True story:
A man brings his father into the emergency room at a small-town hospital in New Mexico. The elderly man is gasping for breath. The doctor asks if he’d gotten his Covid vaccination. He hasn’t. Nobody in the family had.
“He’ll be OK won’t he?” the man asks.
A test confirms the old man has Covid, and the doctor informs the family that he probably won’t survive. They move him into an ambulance for the trip to the nearest hub hospital, but he dies before the ambulance leaves the parking lot.
Another true story:
A popular, family-owned restaurant with a loyal clientele posts a sign on the door that they will close at 3 p.m. on Saturdays until further notice because they don’t have the staffing to stay open for Saturday nights.
The governor has announced that New Mexico will fully reopen on July 1, but Covid and its ripple effects will be with us for a while. The numbers are trending gradually downward, but the disease is still killing people – the new Delta variant is spreading and killing faster – and the job market has changed profoundly.
As I write this, I’m reminded that a recent study reports that most journalists have been cautious – sometimes overly cautious – in covering the pandemic. Nobody wants to do any reporting that results in harm or inadvertently encourages irresponsible behavior.
And as I write this, it’s Father’s Day. The reason my own father isn’t here to celebrate is because he succumbed to a fatal lung disease that resulted from work-related toxic exposure. I watched him die – an otherwise strong, healthy man lying in a hospital bed with ruined lungs. His own father died of tuberculosis contracted in the unhealthy workplaces of his day.
I take lung ailments very, very seriously. And I have close family members who work in healthcare in vulnerable positions. Some readers have politicized my comments, but I said from the outset that this is personal for me. I can’t, I won’t be cavalier about this pandemic.
So you don’t want to take advice from politicians? Talk to doctors about what they’re seeing.
As for the labor market, it’s interesting that the folks who normally champion supply and demand are burned up about being on the wrong end of the equation.
The boilerplate argument is that inflated unemployment benefits are encouraging workers to sit on their duffs. It’s not that simple.
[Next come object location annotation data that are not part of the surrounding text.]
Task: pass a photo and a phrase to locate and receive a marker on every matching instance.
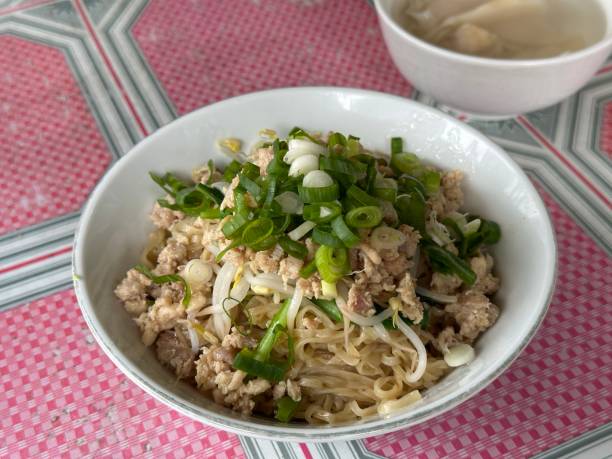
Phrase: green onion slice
(293, 248)
(323, 237)
(411, 210)
(340, 165)
(257, 362)
(443, 261)
(285, 408)
(332, 263)
(364, 217)
(322, 212)
(344, 233)
(397, 145)
(309, 269)
(257, 233)
(361, 196)
(319, 194)
(233, 227)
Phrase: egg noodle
(312, 279)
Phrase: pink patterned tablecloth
(81, 81)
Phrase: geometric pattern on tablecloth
(113, 24)
(62, 396)
(48, 131)
(104, 29)
(57, 63)
(301, 43)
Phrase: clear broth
(505, 29)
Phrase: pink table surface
(82, 81)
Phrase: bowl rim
(297, 432)
(490, 61)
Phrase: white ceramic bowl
(492, 88)
(114, 227)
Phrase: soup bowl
(489, 88)
(114, 226)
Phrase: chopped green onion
(212, 214)
(411, 210)
(302, 230)
(270, 188)
(322, 237)
(231, 170)
(321, 194)
(290, 202)
(246, 360)
(387, 194)
(285, 408)
(362, 197)
(431, 181)
(406, 184)
(397, 145)
(344, 233)
(293, 248)
(211, 193)
(353, 147)
(257, 362)
(299, 133)
(258, 234)
(277, 167)
(330, 308)
(340, 165)
(322, 212)
(443, 261)
(332, 263)
(371, 174)
(235, 243)
(165, 279)
(488, 233)
(308, 270)
(233, 227)
(364, 217)
(192, 201)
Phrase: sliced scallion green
(293, 248)
(364, 217)
(323, 237)
(332, 263)
(343, 232)
(320, 194)
(322, 212)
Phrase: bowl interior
(393, 8)
(114, 227)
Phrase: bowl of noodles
(314, 264)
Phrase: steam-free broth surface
(506, 29)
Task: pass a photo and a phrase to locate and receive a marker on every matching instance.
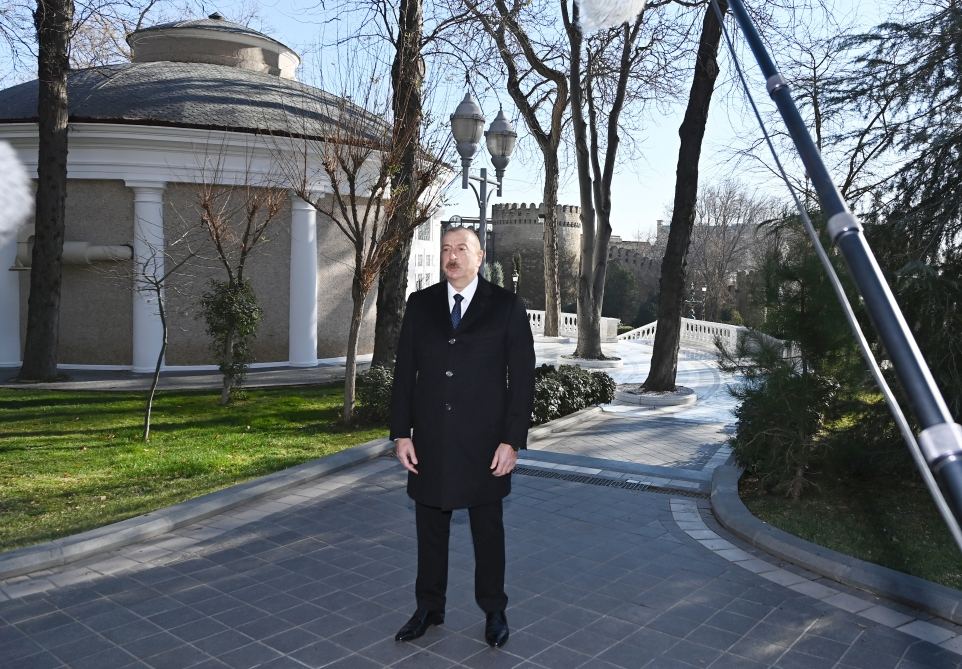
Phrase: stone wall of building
(95, 300)
(267, 270)
(645, 268)
(518, 230)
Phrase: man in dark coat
(460, 410)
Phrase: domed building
(203, 103)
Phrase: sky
(643, 183)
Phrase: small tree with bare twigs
(235, 219)
(153, 277)
(358, 162)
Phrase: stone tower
(518, 230)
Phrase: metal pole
(482, 217)
(941, 438)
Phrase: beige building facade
(146, 140)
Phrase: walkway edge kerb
(918, 593)
(79, 546)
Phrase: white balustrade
(568, 326)
(704, 333)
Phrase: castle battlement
(514, 213)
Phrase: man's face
(460, 257)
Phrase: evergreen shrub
(374, 394)
(566, 389)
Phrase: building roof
(195, 95)
(213, 22)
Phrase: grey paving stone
(320, 653)
(113, 657)
(42, 660)
(81, 648)
(596, 576)
(145, 647)
(423, 660)
(181, 657)
(251, 655)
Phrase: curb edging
(60, 552)
(731, 512)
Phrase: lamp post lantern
(467, 123)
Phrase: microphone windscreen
(597, 14)
(15, 194)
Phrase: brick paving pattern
(323, 576)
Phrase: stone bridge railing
(568, 326)
(704, 333)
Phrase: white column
(9, 305)
(302, 322)
(148, 260)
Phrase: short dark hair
(456, 228)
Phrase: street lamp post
(467, 123)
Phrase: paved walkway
(606, 569)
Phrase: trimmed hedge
(563, 390)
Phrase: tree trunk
(552, 292)
(664, 358)
(53, 20)
(407, 79)
(391, 291)
(358, 297)
(228, 382)
(155, 380)
(589, 336)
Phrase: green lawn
(71, 461)
(891, 523)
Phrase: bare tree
(595, 172)
(537, 81)
(147, 278)
(235, 218)
(664, 358)
(729, 236)
(358, 160)
(407, 82)
(53, 20)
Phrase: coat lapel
(478, 304)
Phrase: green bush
(232, 315)
(374, 395)
(562, 391)
(779, 417)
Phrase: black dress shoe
(419, 624)
(496, 629)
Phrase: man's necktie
(456, 312)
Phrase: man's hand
(504, 460)
(404, 448)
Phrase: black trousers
(487, 533)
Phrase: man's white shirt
(467, 294)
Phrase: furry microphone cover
(597, 14)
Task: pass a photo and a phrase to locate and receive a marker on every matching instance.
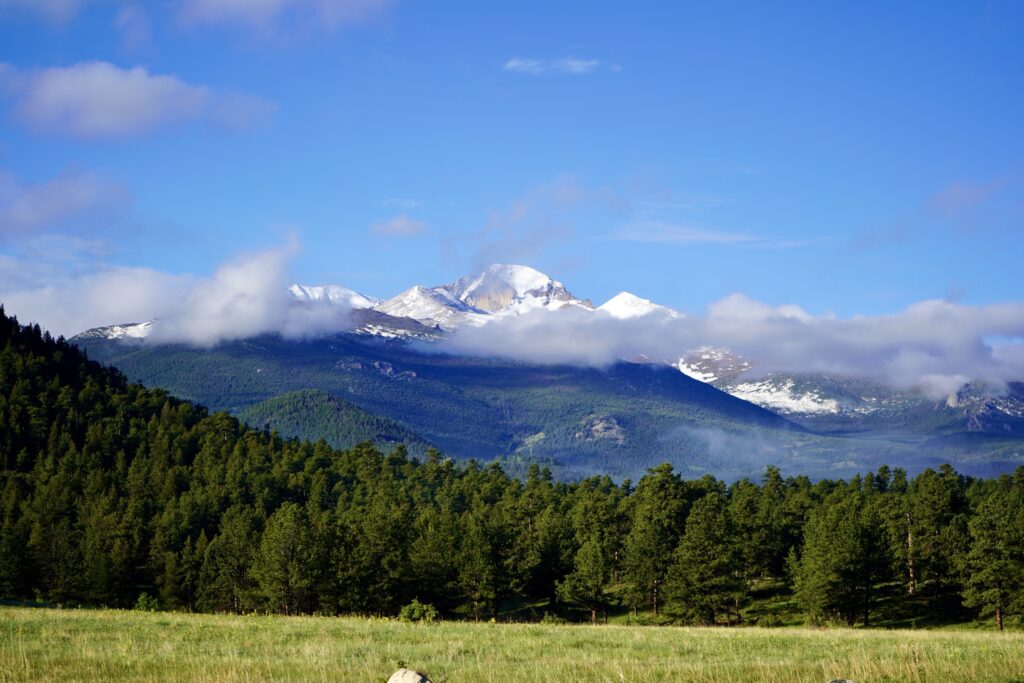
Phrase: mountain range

For many people, Covid-related layoffs forced a reckoning. They decided to go back to school and transition to work in some less vulnerable sector than, say, restaurants. Or they learned to like working from home. Or they have kids and want jobs with more flexibility. Or they decided it was finally time to retire. Or they decided they don’t want to return to the same dead-end, low-wage job, or they don’t want to work two or three jobs to pay the rent. They’re looking around, and well they should because employers are offering more pay and better benefits.
Another problem is demographic – the supply of people in certain age groups is tapering off. So the labor pool, which was shrinking even before the pandemic, can’t meet demand.
“Managers who could take their pick of the crop simply don’t know how to handle being on the other side,” wrote a Forbes columnist. “That may explain why some of the worst shortages are in industries like restaurants and construction known for uncertain pay, harsh conditions, and low job security.”
Bottom line: People are making choices – something we say we support until it inconveniences us in some way. It’s not a calamity, it’s a business cycle. Business models are going to be different.